Manifestation en Israël demandant le service militaire pour tous.
Manifestation exigeant la fin de l’exemption au service militaire

Aux origines de l’exemption au service militaire obligatoire

Les ultra-orthodoxes représentant environ 13 % de la population israélienne sont exemptés du service militaire depuis la création de l’État d’Israël en 1948. A l’époque, un accord fut trouvé entre David Ben Gourion et le chef des ultra-orthodoxes en échange de leur soutien faisant office de légitimité religieuse. En 1948, 400 jeunes hommes furent exemptés de service militaire. Aujourd’hui, ce chiffre est estimé à 70 000, soit 24 % des jeunes Israéliens en âge de servir. Toutefois, cette exemption n’a jamais été consacrée dans les textes et elle ne se maintient que par décret du gouvernement. Le plus récent date de 2018 et a expiré le 31 mars 2024 malgré les efforts du Premier ministre Benjamin Netanyahou visant à retarder cette échéance afin de faire passer une loi à la Knesset garantissant une exemption permanente. Ses efforts furent sans succès puisque le 1er avril 2024, la Cour suprême a ordonné au gouvernement de cesser les subventions versées aux yeshivas – écoles talmudiques – si leurs étudiants refusaient d’effectuer leur service militaire.

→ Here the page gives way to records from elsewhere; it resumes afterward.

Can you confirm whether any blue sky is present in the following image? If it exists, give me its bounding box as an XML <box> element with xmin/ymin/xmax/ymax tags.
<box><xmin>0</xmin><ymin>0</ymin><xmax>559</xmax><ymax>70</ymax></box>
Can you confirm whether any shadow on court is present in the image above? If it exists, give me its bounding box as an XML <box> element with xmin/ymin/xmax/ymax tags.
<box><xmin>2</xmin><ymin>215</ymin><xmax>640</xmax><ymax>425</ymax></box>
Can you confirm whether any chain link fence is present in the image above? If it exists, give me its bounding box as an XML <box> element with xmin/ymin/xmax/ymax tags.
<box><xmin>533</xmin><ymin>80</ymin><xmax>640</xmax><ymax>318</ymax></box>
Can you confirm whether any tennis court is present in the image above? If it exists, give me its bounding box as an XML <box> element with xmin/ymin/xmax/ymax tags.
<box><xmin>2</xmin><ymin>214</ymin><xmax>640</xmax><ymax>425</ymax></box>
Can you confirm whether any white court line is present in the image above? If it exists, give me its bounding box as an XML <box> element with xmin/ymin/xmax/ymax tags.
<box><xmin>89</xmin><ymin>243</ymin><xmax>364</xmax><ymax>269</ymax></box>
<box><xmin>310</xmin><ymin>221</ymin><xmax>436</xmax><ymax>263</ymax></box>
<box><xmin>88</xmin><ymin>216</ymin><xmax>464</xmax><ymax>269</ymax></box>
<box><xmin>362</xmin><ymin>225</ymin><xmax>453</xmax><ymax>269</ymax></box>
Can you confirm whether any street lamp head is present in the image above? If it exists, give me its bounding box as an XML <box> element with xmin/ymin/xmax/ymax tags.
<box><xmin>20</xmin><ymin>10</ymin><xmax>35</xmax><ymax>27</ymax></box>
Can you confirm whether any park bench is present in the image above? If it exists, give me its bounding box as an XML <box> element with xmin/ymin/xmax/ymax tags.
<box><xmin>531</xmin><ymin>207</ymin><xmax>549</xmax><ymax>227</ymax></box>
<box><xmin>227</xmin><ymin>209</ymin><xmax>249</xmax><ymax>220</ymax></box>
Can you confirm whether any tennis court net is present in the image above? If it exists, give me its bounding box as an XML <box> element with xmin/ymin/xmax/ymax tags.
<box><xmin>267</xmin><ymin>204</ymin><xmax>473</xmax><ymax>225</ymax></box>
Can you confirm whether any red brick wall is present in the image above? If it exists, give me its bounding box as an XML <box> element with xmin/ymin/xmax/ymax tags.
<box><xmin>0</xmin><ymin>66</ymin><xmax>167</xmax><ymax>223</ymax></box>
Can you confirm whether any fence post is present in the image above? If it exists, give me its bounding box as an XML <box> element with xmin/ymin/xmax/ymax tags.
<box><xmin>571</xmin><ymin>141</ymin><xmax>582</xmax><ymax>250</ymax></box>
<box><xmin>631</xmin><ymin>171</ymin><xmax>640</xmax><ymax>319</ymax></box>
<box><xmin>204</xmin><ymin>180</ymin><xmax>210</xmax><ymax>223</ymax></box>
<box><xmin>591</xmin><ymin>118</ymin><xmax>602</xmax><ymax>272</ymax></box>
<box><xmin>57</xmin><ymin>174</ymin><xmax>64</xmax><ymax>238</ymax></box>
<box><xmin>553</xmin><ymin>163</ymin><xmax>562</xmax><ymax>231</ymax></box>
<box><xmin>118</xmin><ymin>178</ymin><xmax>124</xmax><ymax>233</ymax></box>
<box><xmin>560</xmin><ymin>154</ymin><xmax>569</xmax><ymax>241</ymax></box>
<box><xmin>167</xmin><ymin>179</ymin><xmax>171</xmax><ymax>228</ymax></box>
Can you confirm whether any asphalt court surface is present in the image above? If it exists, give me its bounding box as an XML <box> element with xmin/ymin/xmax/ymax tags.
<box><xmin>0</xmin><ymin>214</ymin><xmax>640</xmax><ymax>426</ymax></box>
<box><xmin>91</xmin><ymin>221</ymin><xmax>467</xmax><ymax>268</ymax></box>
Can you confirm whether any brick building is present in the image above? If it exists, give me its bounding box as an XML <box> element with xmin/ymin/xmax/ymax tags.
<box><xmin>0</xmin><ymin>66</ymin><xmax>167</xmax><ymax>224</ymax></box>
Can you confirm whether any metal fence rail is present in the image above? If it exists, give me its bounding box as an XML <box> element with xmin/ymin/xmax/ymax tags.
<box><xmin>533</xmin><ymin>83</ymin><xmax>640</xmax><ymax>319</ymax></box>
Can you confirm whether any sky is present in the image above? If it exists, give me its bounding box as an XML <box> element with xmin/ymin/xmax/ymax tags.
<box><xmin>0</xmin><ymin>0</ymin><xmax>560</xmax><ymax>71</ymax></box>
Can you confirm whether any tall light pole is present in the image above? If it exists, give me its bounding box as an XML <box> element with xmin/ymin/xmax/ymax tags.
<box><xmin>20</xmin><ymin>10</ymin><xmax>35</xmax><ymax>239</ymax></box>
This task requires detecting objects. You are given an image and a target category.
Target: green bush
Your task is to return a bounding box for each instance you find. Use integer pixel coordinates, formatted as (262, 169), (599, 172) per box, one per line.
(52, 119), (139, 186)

L’opposition des ultra-orthodoxes au service militaire

Les haredims – dénomination des ultra-orthodoxes en hébreu – manifestent régulièrement contre toute tentative de conscription militaire les concernant. Les ultra-orthodoxes estiment que s’ils étaient contraints à rejoindre les rangs de l’armée, cela mettrait en péril leur mode de vie et déclarent préférer la mort ou la prison à l’armée. Les haredims récusent le narratif développé en 1948 par Ben Gourion autour de l’utilité de l’armée en Israël. Deux raisons furent mises en avant : la défense du pays mais aussi l’armée comme creuset servant de moule pour créer un nouveau juif israélien en rupture avec le juif de l’Exil. Les ultra-orthodoxes souhaitent précisément perpétuer ce mode de vie traditionnel antérieur à la création d’Israël. Les haredims sont ainsi méfiants vis-à-vis des répercussions que le service militaire pourrait avoir sur l’ethos même de leur communauté.

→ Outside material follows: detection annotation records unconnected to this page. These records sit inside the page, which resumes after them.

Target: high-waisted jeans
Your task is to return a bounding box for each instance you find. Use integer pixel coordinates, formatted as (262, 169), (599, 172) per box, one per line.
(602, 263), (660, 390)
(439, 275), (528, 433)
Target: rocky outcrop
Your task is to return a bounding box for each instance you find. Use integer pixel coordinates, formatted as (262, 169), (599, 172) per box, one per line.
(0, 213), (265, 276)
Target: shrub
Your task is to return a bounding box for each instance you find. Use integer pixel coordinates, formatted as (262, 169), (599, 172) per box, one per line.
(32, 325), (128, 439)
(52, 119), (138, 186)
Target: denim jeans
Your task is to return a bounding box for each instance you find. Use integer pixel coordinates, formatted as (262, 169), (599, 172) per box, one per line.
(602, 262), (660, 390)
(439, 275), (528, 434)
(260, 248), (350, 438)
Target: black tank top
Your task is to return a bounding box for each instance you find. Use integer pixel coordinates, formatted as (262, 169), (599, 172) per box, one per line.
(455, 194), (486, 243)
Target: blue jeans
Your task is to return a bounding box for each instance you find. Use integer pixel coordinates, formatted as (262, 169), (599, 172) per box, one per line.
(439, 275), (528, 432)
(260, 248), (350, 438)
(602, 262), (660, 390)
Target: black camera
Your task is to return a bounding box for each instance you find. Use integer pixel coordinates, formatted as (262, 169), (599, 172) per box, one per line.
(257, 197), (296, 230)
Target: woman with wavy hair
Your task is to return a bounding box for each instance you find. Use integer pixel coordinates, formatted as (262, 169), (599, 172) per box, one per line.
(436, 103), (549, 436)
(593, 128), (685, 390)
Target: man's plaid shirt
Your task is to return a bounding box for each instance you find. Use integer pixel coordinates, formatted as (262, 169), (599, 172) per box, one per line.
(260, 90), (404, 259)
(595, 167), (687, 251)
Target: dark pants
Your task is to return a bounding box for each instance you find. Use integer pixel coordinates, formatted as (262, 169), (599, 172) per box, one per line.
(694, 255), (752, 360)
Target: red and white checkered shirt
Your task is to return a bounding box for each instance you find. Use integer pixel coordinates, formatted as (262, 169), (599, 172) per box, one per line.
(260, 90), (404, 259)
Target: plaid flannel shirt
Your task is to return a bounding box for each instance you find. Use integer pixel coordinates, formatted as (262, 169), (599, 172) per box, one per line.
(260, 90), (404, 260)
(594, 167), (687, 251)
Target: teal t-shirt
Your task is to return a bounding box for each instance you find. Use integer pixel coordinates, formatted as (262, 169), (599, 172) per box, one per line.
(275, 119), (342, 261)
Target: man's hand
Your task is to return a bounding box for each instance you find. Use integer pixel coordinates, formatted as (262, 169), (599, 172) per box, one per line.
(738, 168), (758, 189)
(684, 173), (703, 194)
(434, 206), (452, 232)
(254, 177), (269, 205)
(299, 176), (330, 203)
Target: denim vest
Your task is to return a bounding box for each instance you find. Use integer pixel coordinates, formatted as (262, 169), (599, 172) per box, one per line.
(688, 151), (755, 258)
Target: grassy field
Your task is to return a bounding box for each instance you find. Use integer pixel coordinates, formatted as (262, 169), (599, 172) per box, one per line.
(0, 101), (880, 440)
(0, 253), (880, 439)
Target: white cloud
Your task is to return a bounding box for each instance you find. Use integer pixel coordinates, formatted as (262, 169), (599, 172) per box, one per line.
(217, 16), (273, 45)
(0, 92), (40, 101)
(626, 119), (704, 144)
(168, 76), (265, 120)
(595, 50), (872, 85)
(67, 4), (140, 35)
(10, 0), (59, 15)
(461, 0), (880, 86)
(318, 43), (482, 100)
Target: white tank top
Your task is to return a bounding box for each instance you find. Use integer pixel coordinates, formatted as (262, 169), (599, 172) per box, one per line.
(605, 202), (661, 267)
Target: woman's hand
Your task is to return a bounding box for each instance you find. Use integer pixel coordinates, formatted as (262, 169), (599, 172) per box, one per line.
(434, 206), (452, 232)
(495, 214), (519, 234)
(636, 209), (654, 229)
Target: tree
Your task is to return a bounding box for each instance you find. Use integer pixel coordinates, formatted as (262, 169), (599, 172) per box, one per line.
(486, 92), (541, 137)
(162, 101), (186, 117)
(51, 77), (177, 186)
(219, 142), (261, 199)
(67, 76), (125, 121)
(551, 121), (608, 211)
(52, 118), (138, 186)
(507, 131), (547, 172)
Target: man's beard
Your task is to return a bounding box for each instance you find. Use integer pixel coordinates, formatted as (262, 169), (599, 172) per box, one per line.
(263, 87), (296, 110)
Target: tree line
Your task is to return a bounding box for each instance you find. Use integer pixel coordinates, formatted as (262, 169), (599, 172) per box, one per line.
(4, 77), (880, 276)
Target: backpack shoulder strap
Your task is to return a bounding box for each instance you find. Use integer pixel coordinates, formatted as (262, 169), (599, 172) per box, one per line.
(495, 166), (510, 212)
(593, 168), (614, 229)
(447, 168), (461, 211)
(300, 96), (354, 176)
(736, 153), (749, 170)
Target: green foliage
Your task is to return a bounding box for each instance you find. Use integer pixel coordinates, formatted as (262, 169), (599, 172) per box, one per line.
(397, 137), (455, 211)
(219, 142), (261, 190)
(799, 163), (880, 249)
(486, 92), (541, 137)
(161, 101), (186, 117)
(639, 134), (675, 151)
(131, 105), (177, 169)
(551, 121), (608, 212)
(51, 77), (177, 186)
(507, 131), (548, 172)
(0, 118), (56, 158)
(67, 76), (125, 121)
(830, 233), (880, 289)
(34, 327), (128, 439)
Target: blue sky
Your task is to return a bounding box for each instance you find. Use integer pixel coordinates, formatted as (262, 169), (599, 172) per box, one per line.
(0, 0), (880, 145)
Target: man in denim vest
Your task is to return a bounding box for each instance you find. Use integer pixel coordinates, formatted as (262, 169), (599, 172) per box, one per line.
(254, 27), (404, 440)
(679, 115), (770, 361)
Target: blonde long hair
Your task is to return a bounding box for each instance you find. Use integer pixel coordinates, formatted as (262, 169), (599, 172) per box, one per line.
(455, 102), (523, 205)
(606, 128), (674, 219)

Toutefois, les ultra-orthodoxes ne constituent pas un bloc homogène et certains segments de cette communauté seraient prêts à rejoindre l’armée du fait des pressions militaires actuelles mais aussi de celles émanant de la Cour suprême. De plus, il existe déjà un bataillon ultra-orthodoxe qui ne représente néanmoins pas la frange majoritaire de cette communauté. Le rabbin Yehoshua Pfeffer, professeur à l’Université hébraïque de Jérusalem explique ainsi qu’avant le 7 octobre 2023, le problème de l’intégration des haredims au sein de la société israélienne se posait en termes économiques et non militaires. En effet, il était admis qu’une armée plus petite mais plus performante technologiquement serait suffisante mais depuis les cartes ont été rebattues.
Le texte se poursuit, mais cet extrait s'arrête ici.